Une personne souffrant d’une phobie sociale, par exemple, a peur qu’il ou elle ne parviendra pas à respecter les normes de la société, pas à la hauteur des attentes des autres. Nous pouvons leur demander, «quel est le pire qui puisse arriver?” Une personne en bonne santé se déplace juste après sur embarras. Mais le névrosé voit pas d’existence en dehors de ces formes sociales, et craint la perte de la totalité de leur réalité.

Vous pouvez aussi voir cette peur de “rien” dans nos peurs de la maladie et de la mort et des craintes qui gravitent autour des frontières floues entre ce qui est vivant et ce qui n’est pas, comme les craintes d’insectes, des serpents, des morts, des dispositifs mécaniques , et ainsi de suite.

Quelques exemples de comportements névrotiques obsessions, compulsions, amnésies, des troubles de conversion peuvent être mieux comprises comme ultimes efforts de la personne conventionnelle à garder l’anxiété névrotique à la baie. Ces symptômes sont des excroissances de structures rigides de la perfectionnistes et le dévouement de l’autoritaire des règles et des sanctions, lorsque ces constructions sont menacées.

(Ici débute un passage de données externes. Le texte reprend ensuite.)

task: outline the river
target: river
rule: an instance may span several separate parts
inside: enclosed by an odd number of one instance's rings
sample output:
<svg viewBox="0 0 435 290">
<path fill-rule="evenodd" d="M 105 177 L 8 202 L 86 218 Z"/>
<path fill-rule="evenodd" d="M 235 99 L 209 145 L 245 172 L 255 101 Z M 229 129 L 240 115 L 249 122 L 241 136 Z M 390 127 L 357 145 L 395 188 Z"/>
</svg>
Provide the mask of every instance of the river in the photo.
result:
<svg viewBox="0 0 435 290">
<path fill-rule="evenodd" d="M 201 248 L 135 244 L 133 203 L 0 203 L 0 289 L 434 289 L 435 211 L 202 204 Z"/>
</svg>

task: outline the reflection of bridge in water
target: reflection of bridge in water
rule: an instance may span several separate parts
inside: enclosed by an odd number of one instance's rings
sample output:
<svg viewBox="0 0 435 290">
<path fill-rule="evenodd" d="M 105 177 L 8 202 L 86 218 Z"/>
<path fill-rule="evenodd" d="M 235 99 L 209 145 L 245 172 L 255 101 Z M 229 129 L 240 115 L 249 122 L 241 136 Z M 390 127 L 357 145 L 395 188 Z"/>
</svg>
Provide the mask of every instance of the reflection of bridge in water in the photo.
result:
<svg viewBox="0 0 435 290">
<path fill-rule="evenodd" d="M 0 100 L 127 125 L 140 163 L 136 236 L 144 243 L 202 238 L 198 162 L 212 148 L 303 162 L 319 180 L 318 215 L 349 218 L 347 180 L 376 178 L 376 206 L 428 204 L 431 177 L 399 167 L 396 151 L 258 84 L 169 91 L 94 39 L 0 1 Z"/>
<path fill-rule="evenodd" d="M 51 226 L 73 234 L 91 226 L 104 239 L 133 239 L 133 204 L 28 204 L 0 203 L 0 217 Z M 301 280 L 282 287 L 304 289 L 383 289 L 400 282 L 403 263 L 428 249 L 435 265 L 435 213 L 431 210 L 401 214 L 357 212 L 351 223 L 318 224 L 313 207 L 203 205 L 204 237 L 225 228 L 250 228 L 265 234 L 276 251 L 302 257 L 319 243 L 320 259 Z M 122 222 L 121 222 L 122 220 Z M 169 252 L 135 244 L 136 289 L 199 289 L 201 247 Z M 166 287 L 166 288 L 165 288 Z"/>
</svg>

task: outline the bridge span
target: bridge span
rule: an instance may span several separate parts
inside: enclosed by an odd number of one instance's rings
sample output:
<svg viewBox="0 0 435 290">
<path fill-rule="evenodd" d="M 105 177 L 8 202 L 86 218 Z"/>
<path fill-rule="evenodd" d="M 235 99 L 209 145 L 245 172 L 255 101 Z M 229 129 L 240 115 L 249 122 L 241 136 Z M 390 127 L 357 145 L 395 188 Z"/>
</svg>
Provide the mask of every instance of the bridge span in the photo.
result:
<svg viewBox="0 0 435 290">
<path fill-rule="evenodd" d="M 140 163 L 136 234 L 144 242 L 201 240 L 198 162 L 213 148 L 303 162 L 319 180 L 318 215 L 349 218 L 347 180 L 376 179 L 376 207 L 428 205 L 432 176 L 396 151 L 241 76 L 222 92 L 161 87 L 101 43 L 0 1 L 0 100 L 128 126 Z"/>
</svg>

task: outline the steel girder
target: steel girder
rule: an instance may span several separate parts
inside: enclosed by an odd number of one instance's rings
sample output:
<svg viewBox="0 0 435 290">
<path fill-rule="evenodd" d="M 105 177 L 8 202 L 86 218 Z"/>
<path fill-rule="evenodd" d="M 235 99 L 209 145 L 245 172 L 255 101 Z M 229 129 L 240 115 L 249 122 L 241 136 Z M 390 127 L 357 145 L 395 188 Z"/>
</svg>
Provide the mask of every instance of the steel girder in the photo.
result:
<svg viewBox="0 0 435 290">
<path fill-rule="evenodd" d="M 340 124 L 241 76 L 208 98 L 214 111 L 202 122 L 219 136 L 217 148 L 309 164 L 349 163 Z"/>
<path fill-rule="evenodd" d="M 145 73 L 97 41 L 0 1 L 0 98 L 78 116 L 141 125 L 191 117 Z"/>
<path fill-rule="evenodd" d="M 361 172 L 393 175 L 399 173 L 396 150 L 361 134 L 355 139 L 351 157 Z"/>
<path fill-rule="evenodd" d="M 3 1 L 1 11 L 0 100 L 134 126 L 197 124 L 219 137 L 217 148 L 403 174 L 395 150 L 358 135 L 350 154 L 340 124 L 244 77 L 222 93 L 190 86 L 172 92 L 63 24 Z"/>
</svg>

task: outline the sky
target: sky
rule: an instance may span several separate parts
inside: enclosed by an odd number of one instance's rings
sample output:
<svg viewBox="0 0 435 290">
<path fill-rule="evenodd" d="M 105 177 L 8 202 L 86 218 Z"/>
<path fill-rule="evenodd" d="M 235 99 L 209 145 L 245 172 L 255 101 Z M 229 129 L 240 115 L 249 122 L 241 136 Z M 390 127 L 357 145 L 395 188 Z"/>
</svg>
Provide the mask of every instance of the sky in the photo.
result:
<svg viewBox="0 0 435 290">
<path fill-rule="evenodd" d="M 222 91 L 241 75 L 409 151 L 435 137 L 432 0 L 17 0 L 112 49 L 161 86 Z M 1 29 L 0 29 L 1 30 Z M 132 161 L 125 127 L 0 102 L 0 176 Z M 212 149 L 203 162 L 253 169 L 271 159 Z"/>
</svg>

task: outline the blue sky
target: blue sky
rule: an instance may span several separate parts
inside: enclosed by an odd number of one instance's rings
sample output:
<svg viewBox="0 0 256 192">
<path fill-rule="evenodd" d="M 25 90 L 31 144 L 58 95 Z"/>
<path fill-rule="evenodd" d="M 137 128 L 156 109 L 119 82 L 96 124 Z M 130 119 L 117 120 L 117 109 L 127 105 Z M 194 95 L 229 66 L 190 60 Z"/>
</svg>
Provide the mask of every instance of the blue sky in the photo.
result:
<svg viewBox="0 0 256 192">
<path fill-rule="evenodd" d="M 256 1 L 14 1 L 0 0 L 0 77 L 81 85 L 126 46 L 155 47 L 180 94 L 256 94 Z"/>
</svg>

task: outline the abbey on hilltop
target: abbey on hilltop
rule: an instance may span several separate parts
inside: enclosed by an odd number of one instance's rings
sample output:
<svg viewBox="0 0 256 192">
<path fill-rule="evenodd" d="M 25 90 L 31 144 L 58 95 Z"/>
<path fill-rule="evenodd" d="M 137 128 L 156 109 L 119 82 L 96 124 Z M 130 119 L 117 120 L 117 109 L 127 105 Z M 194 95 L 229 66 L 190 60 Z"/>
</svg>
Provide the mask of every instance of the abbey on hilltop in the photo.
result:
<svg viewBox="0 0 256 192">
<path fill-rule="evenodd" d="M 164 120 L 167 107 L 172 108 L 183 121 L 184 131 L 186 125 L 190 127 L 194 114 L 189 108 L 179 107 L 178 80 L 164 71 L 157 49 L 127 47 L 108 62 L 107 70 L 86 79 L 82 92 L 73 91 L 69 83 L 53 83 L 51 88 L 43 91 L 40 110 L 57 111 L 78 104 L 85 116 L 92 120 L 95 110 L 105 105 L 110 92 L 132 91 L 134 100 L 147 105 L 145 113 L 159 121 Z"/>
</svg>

Nous pourrions également utiliser l’anxiété névrotique à comprendre la dépression: Ici, la personne connaît l’épuisement émotionnel qui vient de combats prolongés à maintenir leur réalité sociale en conflit direct avec l’expérience. Au lieu de vainement essayer de s’adapter aux normes sociales, le cours de l’action qui plus leur profit est l’un des enfin fait ce que leurs expériences leur dire est beaucoup plus vrai de la réalité que la société. Société, bien sûr, peut les smack down s’ils essaient d’où la difficulté! Et encore conscience de la nature illusoire de la réalité sociale est en train de naître, et l’on pourrait se sentir un peu d’optimisme dans le cas de l’individu déprimé!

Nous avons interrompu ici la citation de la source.